Le C5, modèle MAGA de la multipolarité
Une alternative à la domination mondiale de l’ordre unipolaire
Alexandre Douguine
Alexandre Douguine commente la tentative de l’Amérique de construire un ordre multipolaire de grandes puissances en marge du G7 et du mondialisme.
L’idée du C5, ou « Core Five » (le Noyau des 5), en tant qu’alternative au G7, est un projet qui découle directement de l’approche politique et géopolitique du mouvement MAGA dans la politique mondiale. C’est du réalisme politique; c’est un rejet de la mondialisation; c’est la construction d’une nouvelle architecture internationale basée sur les véritables centres de souveraineté dans le monde contemporain.
Lorsque, il y a un peu moins d’un an, j’ai publié mon livre La Révolution Trump (qui a déjà été traduit dans de nombreuses langues), je lui ai donné le sous-titre suivant: «Un nouvel ordre de grandes puissances». Mais qu’est-ce que «l’Ordre des Grandes Puissances»? C’est précisément la construction d’un système international dans lequel la souveraineté authentique n’appartiendra qu’aux civilisations-États qui possèdent leur propre idéologie, leur propre économie et leur propre géopolitique—des entités véritablement souveraines qui ont déjà prouvé leur viabilité.

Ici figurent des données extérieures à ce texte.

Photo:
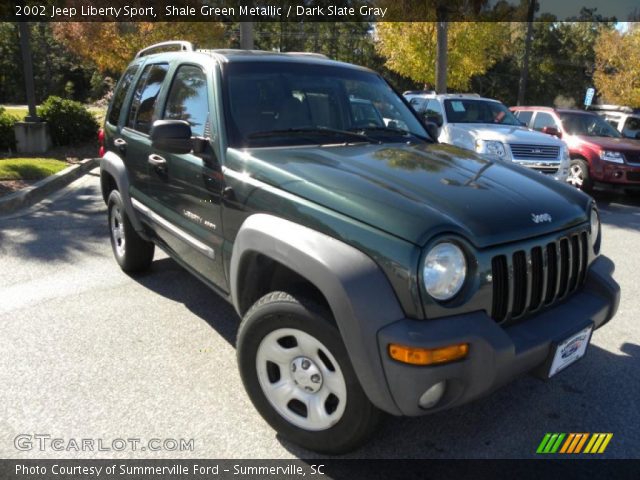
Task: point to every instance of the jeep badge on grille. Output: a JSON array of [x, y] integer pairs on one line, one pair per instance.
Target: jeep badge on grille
[[541, 217]]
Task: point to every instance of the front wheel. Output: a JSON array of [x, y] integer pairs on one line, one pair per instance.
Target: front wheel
[[298, 375], [133, 253]]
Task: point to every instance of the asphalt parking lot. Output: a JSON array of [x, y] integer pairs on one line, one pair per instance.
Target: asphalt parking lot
[[89, 352]]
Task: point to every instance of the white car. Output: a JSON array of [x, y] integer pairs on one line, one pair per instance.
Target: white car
[[487, 126]]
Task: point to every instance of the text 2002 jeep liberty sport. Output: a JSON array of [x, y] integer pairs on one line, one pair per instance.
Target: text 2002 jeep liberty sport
[[374, 269]]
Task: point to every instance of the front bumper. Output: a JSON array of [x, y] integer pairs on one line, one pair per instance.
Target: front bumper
[[496, 354], [619, 174]]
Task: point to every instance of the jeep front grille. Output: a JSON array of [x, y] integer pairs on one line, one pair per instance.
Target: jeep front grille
[[522, 151], [527, 280]]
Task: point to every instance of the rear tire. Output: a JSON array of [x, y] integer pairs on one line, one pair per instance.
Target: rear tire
[[296, 371], [133, 253], [579, 175]]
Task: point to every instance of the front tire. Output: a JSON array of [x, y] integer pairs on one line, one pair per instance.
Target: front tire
[[133, 253], [298, 375]]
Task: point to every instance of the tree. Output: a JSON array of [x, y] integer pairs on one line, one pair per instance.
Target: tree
[[473, 47], [54, 65], [110, 46], [617, 72]]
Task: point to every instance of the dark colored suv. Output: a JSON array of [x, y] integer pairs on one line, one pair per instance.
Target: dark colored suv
[[599, 153], [374, 269]]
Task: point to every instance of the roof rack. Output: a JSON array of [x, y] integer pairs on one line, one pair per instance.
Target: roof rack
[[613, 108], [309, 54], [184, 47], [418, 92]]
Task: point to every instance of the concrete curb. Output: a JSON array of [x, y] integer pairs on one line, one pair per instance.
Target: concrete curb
[[39, 190]]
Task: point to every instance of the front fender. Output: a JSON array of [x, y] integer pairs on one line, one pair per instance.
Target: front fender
[[359, 294]]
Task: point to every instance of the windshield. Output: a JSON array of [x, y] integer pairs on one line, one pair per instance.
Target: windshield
[[464, 110], [284, 103], [588, 125]]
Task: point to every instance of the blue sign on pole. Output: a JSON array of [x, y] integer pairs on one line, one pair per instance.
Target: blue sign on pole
[[588, 98]]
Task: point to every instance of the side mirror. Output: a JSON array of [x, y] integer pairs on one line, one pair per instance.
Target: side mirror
[[173, 136], [432, 130], [552, 131], [435, 119]]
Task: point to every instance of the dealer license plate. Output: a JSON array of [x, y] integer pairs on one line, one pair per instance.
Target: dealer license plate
[[570, 350]]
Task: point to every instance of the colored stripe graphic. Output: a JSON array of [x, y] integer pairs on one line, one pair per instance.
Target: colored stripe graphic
[[550, 443], [598, 443], [574, 443]]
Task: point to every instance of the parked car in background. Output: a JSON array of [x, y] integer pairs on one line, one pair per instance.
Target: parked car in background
[[487, 126], [624, 119], [599, 153]]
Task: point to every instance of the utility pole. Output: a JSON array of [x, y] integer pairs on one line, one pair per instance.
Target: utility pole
[[25, 48], [441, 53], [524, 73], [246, 35]]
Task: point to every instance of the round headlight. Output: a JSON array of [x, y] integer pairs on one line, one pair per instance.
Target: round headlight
[[594, 222], [445, 269]]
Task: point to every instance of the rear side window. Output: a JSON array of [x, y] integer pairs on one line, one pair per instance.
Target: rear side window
[[188, 99], [146, 96], [120, 94], [524, 117]]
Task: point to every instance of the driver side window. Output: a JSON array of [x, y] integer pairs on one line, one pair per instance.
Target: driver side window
[[542, 120]]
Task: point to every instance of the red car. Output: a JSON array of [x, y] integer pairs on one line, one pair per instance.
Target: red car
[[599, 153]]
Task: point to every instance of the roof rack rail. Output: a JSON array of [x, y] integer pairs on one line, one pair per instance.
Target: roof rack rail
[[310, 54], [613, 108], [184, 46]]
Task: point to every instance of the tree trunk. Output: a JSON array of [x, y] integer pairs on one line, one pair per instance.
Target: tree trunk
[[25, 46], [246, 35], [441, 52], [524, 73]]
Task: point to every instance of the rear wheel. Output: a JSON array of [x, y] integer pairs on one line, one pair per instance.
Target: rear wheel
[[133, 253], [579, 175], [298, 375]]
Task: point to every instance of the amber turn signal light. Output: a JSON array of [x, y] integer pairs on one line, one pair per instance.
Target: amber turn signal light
[[428, 356]]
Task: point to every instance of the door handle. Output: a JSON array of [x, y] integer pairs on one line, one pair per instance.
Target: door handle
[[120, 143], [157, 161]]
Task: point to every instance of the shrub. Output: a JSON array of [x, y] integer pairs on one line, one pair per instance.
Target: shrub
[[7, 135], [69, 122]]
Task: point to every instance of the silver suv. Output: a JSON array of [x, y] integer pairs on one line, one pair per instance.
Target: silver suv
[[487, 126]]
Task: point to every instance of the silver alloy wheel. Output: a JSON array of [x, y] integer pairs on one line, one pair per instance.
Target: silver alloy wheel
[[576, 177], [117, 230], [301, 379]]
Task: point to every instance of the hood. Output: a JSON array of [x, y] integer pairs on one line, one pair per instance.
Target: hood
[[507, 133], [607, 143], [416, 192]]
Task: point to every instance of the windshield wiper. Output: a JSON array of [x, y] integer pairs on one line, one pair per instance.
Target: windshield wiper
[[391, 131], [313, 131]]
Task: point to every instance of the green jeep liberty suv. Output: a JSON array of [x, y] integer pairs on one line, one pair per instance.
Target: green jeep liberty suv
[[374, 269]]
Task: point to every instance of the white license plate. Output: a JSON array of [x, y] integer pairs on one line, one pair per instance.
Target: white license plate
[[570, 350]]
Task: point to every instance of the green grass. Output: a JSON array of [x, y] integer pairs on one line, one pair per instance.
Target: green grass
[[21, 112], [29, 168]]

C’est, si vous voulez, la version MAGA d’un monde multipolaire. C’est exactement ce dont parlait autrefois le secrétaire d’État américain Marco Rubio. Cela faisait partie des plans énoncés par plusieurs idéologues du mouvement MAGA comme, par exemple, Steve Bannon. C’était soutenu et étayé—de façon assez critique à l’égard de Trump lui-même—par John Mearsheimer, un excellent représentant du réalisme politique américain. Il s’agit d’une approche froide et dure du concept de souveraineté. La souveraineté ne devrait appartenir qu’aux grandes puissances: «Un nouvel ordre des grandes puissances». En d’autres termes, c’est la version américaine, trumpiste, d’un monde multipolaire, qui diffère assez nettement du modèle BRICS.
Première différence: le groupe BRICS n’inclut pas les États-Unis ni l’Occident; il est construit comme une alternative à eux. Cela est tout à fait logique, car jusqu’à Trump, l’Amérique fonctionnait comme le bastion de l’ordre mondialiste unipolaire. J’ai déjà dit qu’une place pour l’Amérique au sein de BRICS reste ouverte—en fait, en quelque sorte réservée—mais seulement pour une Amérique qui rompe avec la mondialisation.

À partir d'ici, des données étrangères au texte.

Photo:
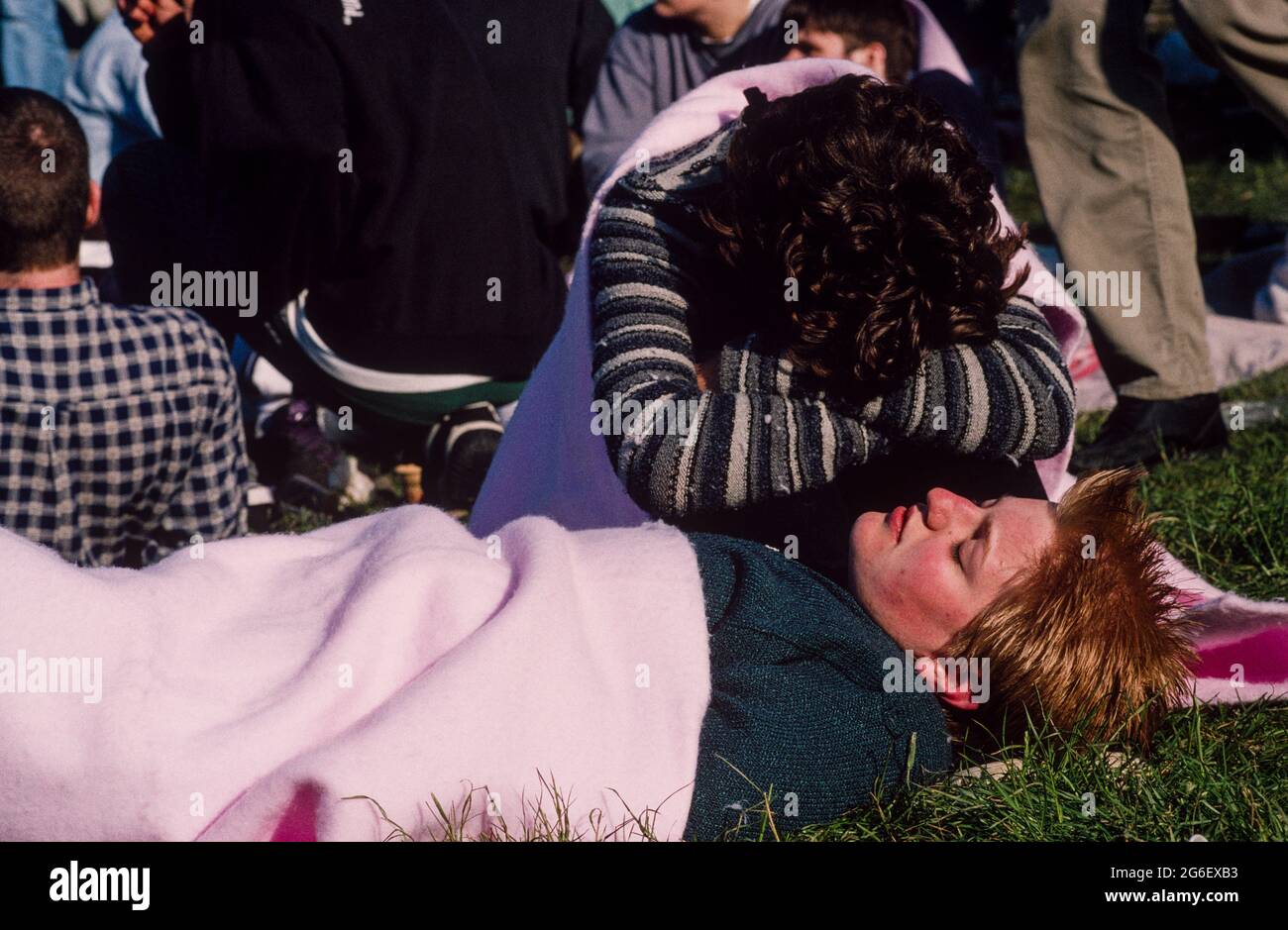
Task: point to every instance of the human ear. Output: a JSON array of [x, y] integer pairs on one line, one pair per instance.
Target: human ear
[[952, 693]]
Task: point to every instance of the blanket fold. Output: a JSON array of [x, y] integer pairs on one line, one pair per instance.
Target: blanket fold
[[244, 694]]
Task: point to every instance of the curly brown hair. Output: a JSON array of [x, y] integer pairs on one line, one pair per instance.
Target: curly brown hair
[[874, 218]]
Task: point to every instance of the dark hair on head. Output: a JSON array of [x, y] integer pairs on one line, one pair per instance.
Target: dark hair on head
[[44, 182], [881, 215], [862, 22]]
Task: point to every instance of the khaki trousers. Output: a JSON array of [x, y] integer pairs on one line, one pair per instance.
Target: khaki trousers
[[1109, 175]]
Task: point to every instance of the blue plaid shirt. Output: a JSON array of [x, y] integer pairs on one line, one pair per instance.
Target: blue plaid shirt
[[120, 428]]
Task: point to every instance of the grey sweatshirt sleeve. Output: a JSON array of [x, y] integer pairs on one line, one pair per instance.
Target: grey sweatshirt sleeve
[[1008, 398]]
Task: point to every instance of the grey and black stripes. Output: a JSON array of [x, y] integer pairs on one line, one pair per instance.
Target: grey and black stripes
[[760, 432]]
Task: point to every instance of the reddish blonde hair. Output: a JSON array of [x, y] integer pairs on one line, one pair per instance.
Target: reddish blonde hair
[[1090, 634]]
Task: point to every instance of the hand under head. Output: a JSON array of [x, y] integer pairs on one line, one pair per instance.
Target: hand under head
[[925, 570]]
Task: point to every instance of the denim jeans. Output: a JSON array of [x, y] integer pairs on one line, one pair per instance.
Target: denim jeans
[[107, 90], [33, 52]]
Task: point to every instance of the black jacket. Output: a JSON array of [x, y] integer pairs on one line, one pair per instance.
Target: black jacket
[[542, 59], [406, 253]]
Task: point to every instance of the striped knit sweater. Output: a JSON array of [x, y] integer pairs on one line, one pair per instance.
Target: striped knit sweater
[[761, 433]]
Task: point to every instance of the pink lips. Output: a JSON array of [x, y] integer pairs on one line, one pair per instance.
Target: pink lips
[[897, 519]]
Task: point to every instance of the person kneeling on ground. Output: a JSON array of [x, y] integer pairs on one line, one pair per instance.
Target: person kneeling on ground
[[121, 436], [691, 680], [822, 298]]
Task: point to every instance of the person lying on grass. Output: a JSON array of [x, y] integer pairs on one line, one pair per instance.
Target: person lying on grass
[[671, 685], [823, 283]]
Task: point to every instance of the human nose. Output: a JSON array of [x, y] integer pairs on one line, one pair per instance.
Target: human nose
[[943, 508]]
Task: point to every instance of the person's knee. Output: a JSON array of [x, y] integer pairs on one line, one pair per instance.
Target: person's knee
[[1060, 34]]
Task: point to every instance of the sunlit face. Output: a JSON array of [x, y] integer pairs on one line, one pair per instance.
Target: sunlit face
[[816, 44], [925, 570], [822, 44]]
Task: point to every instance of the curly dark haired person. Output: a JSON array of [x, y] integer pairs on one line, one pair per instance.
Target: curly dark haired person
[[819, 283]]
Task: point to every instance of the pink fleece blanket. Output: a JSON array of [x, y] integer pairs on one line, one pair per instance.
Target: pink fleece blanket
[[244, 694], [552, 464]]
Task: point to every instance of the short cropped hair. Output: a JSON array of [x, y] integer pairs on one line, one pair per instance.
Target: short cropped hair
[[1091, 635], [44, 182], [880, 214], [862, 22]]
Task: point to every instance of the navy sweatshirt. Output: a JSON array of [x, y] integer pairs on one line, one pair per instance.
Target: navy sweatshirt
[[797, 699]]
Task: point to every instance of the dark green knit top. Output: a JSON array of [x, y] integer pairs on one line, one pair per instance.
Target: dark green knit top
[[797, 698]]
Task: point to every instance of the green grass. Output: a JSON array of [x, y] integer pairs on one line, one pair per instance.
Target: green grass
[[1222, 772]]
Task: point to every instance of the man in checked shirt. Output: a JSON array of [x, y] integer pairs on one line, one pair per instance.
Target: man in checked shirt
[[120, 427]]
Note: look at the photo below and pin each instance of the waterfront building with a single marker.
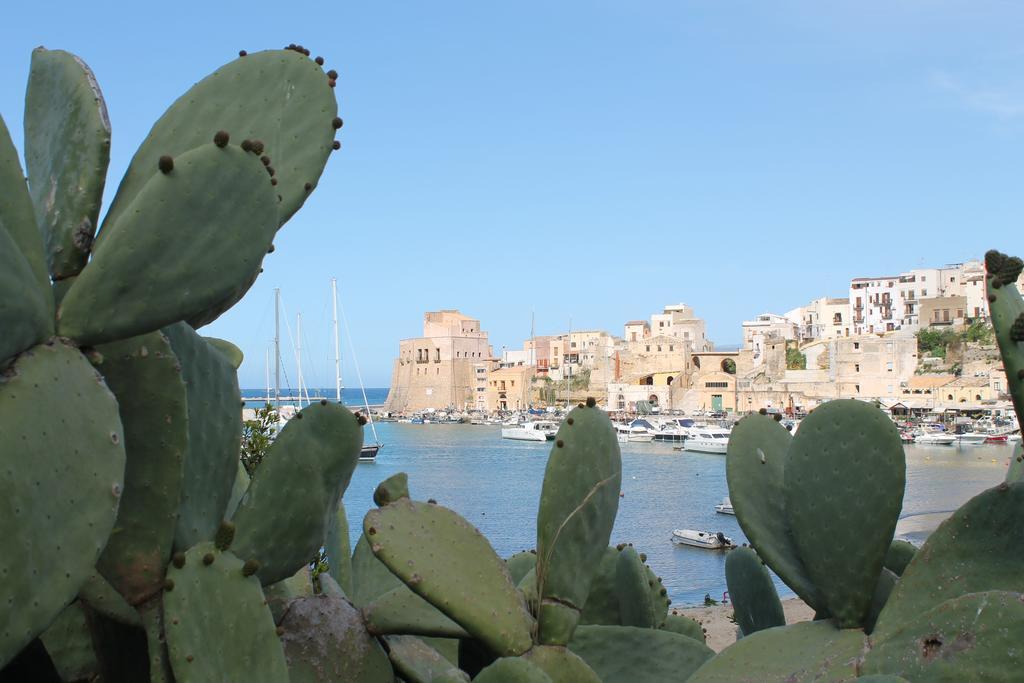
(440, 369)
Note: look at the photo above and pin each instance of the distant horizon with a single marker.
(591, 161)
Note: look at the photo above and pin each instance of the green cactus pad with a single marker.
(70, 645)
(217, 625)
(755, 601)
(974, 637)
(416, 662)
(145, 378)
(67, 151)
(845, 476)
(883, 589)
(17, 216)
(520, 564)
(371, 578)
(451, 564)
(948, 564)
(278, 96)
(399, 611)
(214, 435)
(391, 489)
(238, 489)
(579, 503)
(512, 670)
(339, 551)
(602, 603)
(636, 605)
(325, 641)
(1016, 470)
(755, 468)
(560, 665)
(899, 555)
(230, 351)
(1006, 307)
(62, 463)
(284, 516)
(684, 626)
(208, 222)
(97, 593)
(805, 651)
(628, 654)
(25, 314)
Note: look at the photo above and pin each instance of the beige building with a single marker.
(508, 388)
(440, 369)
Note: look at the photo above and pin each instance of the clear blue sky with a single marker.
(593, 160)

Deuxième différence: Le groupe BRICS accepte des civilisations qui ne sont pas encore complètement formées. Le monde islamique, qui n’a pas encore atteint l’unité dans le développement d’une stratégie civilisationnelle commune; l’Amérique latine, qui stagne également sur le chemin de l’intégration; et le continent africain. Toutes ces civilisations sont représentées dans le groupe BRICS. En d’autres termes, le groupe BRICS est une multipolarité bienveillante « avec de la place pour croître ». Il inclut à la fois des civilisations-États déjà formées et celles qui doivent encore s’unir. C’est, pour ainsi dire, un «projet d’avenir».

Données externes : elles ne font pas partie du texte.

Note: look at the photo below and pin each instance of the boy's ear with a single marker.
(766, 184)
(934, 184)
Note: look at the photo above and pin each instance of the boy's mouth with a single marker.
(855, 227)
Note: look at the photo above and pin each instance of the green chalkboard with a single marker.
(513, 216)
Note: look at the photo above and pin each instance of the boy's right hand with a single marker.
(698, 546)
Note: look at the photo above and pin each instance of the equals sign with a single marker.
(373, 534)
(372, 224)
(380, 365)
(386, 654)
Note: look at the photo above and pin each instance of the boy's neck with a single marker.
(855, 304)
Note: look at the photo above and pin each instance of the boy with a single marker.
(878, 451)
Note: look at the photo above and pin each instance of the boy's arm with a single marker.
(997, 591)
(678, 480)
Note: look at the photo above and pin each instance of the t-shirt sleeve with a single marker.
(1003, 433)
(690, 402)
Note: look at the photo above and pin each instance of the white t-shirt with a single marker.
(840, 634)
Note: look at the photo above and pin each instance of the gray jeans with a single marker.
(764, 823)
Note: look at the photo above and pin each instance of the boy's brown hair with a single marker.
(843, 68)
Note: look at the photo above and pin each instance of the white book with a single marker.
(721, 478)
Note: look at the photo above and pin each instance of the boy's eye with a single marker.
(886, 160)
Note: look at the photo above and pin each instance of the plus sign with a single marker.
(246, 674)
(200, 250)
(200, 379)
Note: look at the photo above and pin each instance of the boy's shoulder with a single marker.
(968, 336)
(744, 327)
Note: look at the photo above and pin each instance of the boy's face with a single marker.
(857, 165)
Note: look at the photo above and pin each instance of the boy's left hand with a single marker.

Par conséquent, la différence entre «l’Ordre des Grandes Puissances» et le projet BRICS est que seules les civilisations-États existantes sont reconnues comme souveraines: les États-Unis, la Russie, la Chine et l’Inde. Le Japon y est aussi inclus—je pense que c'est pour équilibrer l'ensemble face à la Chine. Le Japon est en effet un pays puissant. S’il pouvait obtenir son indépendance vis-à-vis de l’Amérique, il pourrait très bien devenir un pôle souverain à part entière. Le C5 représente la version américaine de la multipolarité. Dans la dernière version publiée de la Stratégie de sécurité nationale des États-Unis, cette idée est clairement et directement exposée.
L’idée de créer le C5, le « Core Five » (le Noyau des 5), selon la vision des stratèges américains du mouvement MAGA (je souligne: il ne s'agit pas des néoconservateurs, pas des globalistes), signifie donner à cet «Ordre des Grandes Puissances» une sorte de statut de club. Pas encore les bases du droit international, mais un club—cette fois construit de manière totalement différente du G7, qui était rempli de divers nains occidentaux qui ne représentaient rien, comme le Canada.
Tant le G7 que le G20 étaient des clubs mondialistes dominés par l’agenda mondialiste. C’est pourquoi ils sont aujourd’hui complètement insignifiants. Et c’est précisément pour cela que la création d’un club multipolaire véritablement pertinent—le C5—est désormais à l’étude.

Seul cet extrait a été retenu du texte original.